Além de portuenses, entre os curiosos que aguardava pacientemente na fila encontravam-se também alguns brasileiros, como Marcelo Silva, que há seis meses se mudou para Braga e, este sábado, rumou com a família em direção ao Porto para ver o coração do monarca, que conduziu o seu país, antiga colónia portuguesa, à independência.

“É um momento histórico e único. A saída do coração para o Brasil e tudo o que ele representa para o povo brasileiro”, observou, dizendo esperar que a transladação seja uma “oportunidade” para o povo brasileiro “entrar em contacto com parte da história”, mas também para que os dois países estreitem relações.

“Somos irmãos. Podemos ter divergências, mas não existe um brasileiro que não tenha o seu português”, acrescentou.

A transladação temporária do coração do rei para o Brasil agrada a uns, mas não agrada a todos, como a Celeste Corrêa que considera que o rei D. Pedro optou por doar o coração ao Porto e não ao Brasil, e que teme pela segurança do mesmo.

“Se [o rei] quisesse teria doado o coração ao Brasil”, referiu Celeste Corrêa, que, à semelhança de tantos, não perdeu a hipótese de visitar o coração do monarca por quem tem uma “grande admiração por tudo o que fez na sua curta vida”.

O coração do rei D. Pedro estará hoje em exposição até às 20:00, e no domingo, entre as 10:00 e as 16:00, sendo a entrada livre.

No domingo, pelas 16:00, o presidente da Câmara do Porto, Rui Moreira, e o embaixador da República Federal do Brasil em Lisboa, Raimundo Carreiro Silva, vão assinar o protocolo que define as condições da transladação.

Já durante a noite, o coração do monarca, cujo corpo se encontra na cidade brasileira de São Paulo, atravessa o oceano Atlântico, em ambiente pressurizado, para marcar presença nas comemorações do bicentenário da independência do Brasil.

A transladação do órgão, prevista para a 00:20, será acompanhada pelo presidente da Câmara do Porto, que levará pessoalmente o coração ao Brasil com o apoio da Força Aérea Brasileira (FAB).

O coração de D. Pedro chega na segunda-feira pelas 09:30 (13:30 de Lisboa) à base aérea de Brasília, onde será recebido com honras militares. Da base aérea, a relíquia segue para o Palácio de Itamaraty, na capital brasileira, de onde só sairá na terça-feira, pelas 16:00, para marcar presença numa cerimónia no Palácio do Planalto às 17:00.
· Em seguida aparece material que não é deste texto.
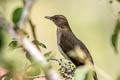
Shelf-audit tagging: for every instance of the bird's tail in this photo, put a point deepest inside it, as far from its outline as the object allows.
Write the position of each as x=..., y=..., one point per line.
x=95, y=77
Depois da cerimónia, onde estará presente o Presidente da República brasileiro, Jair Bolsonaro, o coração segue novamente para o Palácio Itamaraty, onde será apresentado ao corpo diplomático e onde ficará em exibição “controlada” até às comemorações do bicentenário da independência, no dia 07 de setembro.

O coração de D. Pedro regressa à cidade do Porto no dia 09 de setembro, ficando novamente em exposição nos dias 10 e 11 de setembro, antes de voltar a ser guardado a cinco chaves.